A new place to store toxic waste?

04 Sep 2003 Isabelle Dumé

French geologists have established for the first time that certain types of rocks – called aquitards – can remain impermeable for several hundreds of thousands of years. The result may mean that these rocks could be used as long-term storage sites for nuclear and other toxic wastes (B Marty et al. 2003 Nature 425 55).

Bernard Marty and colleagues at the Centre de Recherches Pétrographiques et Géochimiques (CRPG) and the Ecole Nationale Supérieure de Géologie performed their studies on the eastern Paris basin near Nancy in France. This natural site contains a layer of low-permeability ‘aquitard’ rock sandwiched between two water-bearing layers of rock called ‘aquifers’. The upper aquifer layer (Dogger) is separated from the lower layer (Trias) by about 600 metres of aquitard rock made of shales and clays (see figure).

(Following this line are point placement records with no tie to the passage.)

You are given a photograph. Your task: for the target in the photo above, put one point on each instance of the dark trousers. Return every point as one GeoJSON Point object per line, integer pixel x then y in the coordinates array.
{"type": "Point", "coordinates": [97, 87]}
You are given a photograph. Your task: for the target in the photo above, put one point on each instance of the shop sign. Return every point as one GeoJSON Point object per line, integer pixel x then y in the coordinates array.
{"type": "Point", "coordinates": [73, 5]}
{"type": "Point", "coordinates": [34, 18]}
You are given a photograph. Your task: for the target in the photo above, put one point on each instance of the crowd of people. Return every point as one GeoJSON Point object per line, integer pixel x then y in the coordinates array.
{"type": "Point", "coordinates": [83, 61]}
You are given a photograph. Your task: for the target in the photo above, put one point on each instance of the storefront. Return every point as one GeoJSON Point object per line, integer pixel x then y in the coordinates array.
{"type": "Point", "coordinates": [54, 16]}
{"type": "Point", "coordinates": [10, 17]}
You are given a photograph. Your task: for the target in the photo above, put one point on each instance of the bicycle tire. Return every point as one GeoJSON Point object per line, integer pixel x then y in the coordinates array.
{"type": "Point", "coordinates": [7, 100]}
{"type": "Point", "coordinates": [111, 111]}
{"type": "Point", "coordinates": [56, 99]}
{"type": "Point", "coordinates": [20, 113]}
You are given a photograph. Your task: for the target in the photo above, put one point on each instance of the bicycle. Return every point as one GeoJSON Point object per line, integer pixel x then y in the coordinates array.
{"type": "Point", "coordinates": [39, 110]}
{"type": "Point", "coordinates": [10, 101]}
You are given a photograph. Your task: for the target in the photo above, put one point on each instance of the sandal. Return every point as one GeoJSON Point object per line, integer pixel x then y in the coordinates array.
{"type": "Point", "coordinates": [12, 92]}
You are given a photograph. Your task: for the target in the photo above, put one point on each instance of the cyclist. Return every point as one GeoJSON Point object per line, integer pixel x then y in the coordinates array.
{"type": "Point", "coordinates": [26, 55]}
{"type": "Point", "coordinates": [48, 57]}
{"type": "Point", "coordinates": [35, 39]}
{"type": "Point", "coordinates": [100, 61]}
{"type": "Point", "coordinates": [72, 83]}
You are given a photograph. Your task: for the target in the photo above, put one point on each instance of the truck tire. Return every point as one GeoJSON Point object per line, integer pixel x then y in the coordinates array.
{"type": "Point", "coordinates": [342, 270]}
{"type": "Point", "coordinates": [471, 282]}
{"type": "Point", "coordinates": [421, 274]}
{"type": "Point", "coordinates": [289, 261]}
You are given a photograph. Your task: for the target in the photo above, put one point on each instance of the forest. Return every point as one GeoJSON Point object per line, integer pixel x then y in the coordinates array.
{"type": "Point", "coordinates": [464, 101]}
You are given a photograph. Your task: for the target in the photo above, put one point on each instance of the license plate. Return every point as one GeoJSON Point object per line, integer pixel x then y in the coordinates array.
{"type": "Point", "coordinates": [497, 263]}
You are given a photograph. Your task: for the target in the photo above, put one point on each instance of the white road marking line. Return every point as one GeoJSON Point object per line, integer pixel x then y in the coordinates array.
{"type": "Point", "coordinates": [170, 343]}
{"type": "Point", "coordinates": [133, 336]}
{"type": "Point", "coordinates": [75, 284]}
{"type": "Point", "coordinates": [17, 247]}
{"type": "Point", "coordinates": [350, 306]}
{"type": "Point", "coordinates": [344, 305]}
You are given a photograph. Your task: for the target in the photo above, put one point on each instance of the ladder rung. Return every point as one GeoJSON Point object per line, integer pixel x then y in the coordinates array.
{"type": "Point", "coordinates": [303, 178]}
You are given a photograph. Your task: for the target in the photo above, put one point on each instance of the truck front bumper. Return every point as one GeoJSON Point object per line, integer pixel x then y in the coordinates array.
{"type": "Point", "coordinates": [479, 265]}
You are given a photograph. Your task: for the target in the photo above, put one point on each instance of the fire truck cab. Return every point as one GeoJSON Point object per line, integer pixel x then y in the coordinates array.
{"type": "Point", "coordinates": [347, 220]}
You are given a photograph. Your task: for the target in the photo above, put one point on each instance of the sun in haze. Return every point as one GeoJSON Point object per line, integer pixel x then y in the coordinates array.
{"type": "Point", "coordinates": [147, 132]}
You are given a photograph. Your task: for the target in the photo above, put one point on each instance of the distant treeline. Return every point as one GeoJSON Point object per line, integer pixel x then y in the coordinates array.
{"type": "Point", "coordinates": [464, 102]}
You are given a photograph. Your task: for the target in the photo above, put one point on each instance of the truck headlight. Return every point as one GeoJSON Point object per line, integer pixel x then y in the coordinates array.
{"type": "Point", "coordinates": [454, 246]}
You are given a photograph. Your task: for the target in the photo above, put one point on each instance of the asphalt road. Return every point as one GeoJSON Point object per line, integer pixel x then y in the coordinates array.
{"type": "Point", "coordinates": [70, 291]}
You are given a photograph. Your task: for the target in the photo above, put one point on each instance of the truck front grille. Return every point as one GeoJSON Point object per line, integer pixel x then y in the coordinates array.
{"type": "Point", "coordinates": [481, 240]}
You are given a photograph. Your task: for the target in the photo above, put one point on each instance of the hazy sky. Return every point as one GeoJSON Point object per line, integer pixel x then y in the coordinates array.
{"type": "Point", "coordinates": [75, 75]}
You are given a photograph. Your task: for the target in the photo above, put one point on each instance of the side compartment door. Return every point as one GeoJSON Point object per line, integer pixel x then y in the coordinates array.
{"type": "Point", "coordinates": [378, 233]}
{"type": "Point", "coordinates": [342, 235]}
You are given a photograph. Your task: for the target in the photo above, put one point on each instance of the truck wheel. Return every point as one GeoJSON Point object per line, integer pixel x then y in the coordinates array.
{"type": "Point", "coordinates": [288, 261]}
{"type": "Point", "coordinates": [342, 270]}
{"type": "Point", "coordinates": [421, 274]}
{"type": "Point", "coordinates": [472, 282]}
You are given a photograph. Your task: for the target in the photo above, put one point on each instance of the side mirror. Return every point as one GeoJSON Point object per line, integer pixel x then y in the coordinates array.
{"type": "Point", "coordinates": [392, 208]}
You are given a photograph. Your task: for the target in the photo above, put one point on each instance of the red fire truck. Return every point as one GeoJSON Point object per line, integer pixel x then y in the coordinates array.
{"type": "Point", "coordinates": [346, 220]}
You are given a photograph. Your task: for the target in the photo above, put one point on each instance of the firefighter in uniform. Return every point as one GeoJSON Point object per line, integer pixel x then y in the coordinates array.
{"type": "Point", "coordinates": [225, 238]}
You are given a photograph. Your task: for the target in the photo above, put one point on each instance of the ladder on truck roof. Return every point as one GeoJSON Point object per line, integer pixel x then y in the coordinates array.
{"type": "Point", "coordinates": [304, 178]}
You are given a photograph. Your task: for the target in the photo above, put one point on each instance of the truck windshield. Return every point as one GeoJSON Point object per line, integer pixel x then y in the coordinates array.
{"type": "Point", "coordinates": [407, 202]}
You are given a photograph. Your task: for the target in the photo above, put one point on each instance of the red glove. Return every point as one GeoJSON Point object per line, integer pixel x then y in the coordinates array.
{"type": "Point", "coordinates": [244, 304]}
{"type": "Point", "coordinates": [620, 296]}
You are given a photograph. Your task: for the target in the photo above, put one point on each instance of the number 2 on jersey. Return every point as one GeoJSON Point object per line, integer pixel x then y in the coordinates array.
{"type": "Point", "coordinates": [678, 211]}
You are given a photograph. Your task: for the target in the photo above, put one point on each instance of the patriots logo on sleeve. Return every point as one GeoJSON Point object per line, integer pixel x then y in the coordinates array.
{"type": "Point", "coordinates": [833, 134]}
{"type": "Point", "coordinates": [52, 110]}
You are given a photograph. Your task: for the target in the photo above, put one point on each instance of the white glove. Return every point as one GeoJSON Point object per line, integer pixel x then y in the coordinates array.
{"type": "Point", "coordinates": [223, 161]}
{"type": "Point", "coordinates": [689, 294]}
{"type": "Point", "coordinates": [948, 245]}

The researchers analyzed the movement of groundwater between the two aquifer layers by monitoring the presence of helium-3 isotopes. Helium-3, which is chemically inert and has a small atomic radius, is one of the most mobile isotopes in nature. The presence or absence of the tracer would indicate how water has moved over the ages.


Using samples taken from drill holes made by the French Nuclear Waste Agency, Marty and co-workers found, as expected, the presence of helium-3 in the Trias aquifer. It exists in the Trias aquifer because it has accumulated the isotope from the Earth’s crust and mantle. However, the Dogger layer was found to contain no helium-3, despite there being water in the two aquifer layers for several million years. The team concludes that helium-3 has not flowed into it due to the “the isolating properties of the intermediate aquitard”.

The researchers calculated that the mass transfer of isotopes through aquitards is negligible on geological time scales. Any flow in the basin takes place only where there are naturally occurring faults or fractures. These would inevitably allow some substances to seep through, they say.

“This work has implications for potential waste storage in these impermeable layers, but of course our results do not provide a definite answer to this,” says Marty.